If getting to a school you favour involves a long commute, consider how early your child will have to wake up and whether the trip itself will tire them out. Remember to pick a school that is easy to get to in most weather conditions, considering that Hong Kong can get unpredictably hot, cold, or rainy, depending on the season.

5. Length of school day

Most kindergartens in the city provide half-day or whole-day classes. If parents enroll their children for half-day classes, they’re given the option of morning (AM) or afternoon (PM) sessions.

Whole-day classes can be beneficial for working parents who may not have after-school childcare options. Some parents even prefer that their children attend a full day of school so that they can be prepared for longer days when they enter primary school.

6. Reputation and accreditation

All schools in Hong Kong must be registered with the Permanent Secretary for Education so they can receive a Certificate of Registration of School. If you wish to admit your child to an international school, look at whether it has accreditation from the Council of International Schools. This database only consists of a list of international primary and secondary schools, but you can check if these schools have kindergartens.

7. Admissions process

It is recommended that parents start looking at potential kindergartens at least 18 months before their child is ready to attend school. This is because the admissions process in Hong Kong often begins a year prior to when your child is expected to start school.

Local and ESF schools, for instance, only accept applications in September for the following academic year, and may take later enrollments only if their quota isn’t full. However, as Hong Kong is home to a large international community, there are schools that have later intakes or accept children on a rolling admissions basis.

In addition, some kindergartens may invite your child for an interview, which is typically play-based and assesses your child’s problem-solving and social skills. Speak to other parents, especially those with children a year older than yours, to get an idea of what an interview involves and what skills your preferred school expects potential students to have.

8. Parental involvement

Children whose parents are involved in school tend to demonstrate better social skills and better adapt to school life. Parents who take part in school-related work and activities can help their children foster a lifelong love of learning and give them a sense of security.

Have a look at the school’s calendar and see how many parent-child activities they schedule through the year. Ask whether the school sends assignments home that you and your child need to work on together, such as weekend or vacation projects. Schools can also send parents pictures and videos of their child at school and encourage them to talk about what they did throughout the day.

9. Teacher-to-student ratio and teacher qualifications


In Hong Kong, no more than 30 children are permitted to be in a single kindergarten class, though they are allowed to have more than 10 total classes. It’s also important to look at teacher-to-student ratios, as young children benefit from personal attention. A low teacher-to-student ratio, such as 1:10, can help teachers devote more time to each child and assess whether any of them needs extra care.

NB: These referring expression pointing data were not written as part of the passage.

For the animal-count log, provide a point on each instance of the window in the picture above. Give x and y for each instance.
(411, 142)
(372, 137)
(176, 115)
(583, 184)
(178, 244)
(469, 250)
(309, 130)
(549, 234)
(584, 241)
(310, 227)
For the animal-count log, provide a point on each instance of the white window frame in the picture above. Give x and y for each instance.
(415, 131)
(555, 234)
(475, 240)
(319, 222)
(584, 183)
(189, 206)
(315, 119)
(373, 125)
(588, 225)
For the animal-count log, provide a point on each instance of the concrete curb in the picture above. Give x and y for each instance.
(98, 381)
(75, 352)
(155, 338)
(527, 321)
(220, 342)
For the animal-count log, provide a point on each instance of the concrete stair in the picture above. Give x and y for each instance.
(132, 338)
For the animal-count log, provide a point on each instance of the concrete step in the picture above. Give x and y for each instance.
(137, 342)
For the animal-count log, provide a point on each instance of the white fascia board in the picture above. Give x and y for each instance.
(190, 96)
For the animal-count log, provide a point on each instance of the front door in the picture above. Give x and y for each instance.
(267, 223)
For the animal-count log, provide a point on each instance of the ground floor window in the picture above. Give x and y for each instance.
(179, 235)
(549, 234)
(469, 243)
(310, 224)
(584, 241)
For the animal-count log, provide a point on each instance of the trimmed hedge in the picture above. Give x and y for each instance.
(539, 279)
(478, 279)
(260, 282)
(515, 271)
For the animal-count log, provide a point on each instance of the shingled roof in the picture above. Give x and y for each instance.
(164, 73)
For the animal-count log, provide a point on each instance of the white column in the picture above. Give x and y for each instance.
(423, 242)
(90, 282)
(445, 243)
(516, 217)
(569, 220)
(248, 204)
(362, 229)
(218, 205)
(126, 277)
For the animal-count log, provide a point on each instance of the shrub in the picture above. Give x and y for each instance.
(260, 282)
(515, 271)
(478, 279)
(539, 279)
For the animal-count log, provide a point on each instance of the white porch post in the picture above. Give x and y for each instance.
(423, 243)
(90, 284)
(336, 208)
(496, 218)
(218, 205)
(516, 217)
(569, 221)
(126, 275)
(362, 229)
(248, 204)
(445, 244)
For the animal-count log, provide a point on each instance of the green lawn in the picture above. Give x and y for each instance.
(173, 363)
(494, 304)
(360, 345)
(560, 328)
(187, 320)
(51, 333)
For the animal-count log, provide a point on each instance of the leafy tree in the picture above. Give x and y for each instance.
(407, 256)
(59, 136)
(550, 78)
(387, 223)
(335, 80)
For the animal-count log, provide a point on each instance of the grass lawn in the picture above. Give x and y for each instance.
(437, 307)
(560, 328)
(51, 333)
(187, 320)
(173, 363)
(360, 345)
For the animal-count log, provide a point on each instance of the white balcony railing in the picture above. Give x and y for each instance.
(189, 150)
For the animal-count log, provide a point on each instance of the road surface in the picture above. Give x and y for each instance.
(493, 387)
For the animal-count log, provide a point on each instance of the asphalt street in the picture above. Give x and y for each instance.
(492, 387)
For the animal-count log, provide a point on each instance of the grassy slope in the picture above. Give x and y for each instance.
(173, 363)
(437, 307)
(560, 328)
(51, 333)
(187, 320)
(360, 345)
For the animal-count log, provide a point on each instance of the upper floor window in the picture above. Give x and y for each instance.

Different curricula require differing teacher qualifications. For instance, the minimum academic entry qualification for public schools is five passes in the Hong Kong Certificate of Education Examination or Hong Kong Diploma of Secondary Education Examination, in both English and Chinese. A Montessori teacher, on the other hand, should have a bachelor’s degree in education, early childhood education, or a related field, in addition to a teaching licence and training certificate from an accredited Montessori school.

10. Extracurricular activities

Extracurricular activities help young children build social skills such as leadership, coordination, cooperation, and communication. They also help children discover latent interests and teachers identify hidden talents in students.

There are several centres in Hong Kong that offer after-school activities, but many parents prefer to send their children to classes in their own kindergartens. The most popular picks are STEM and sports activities, as well as dance and yoga.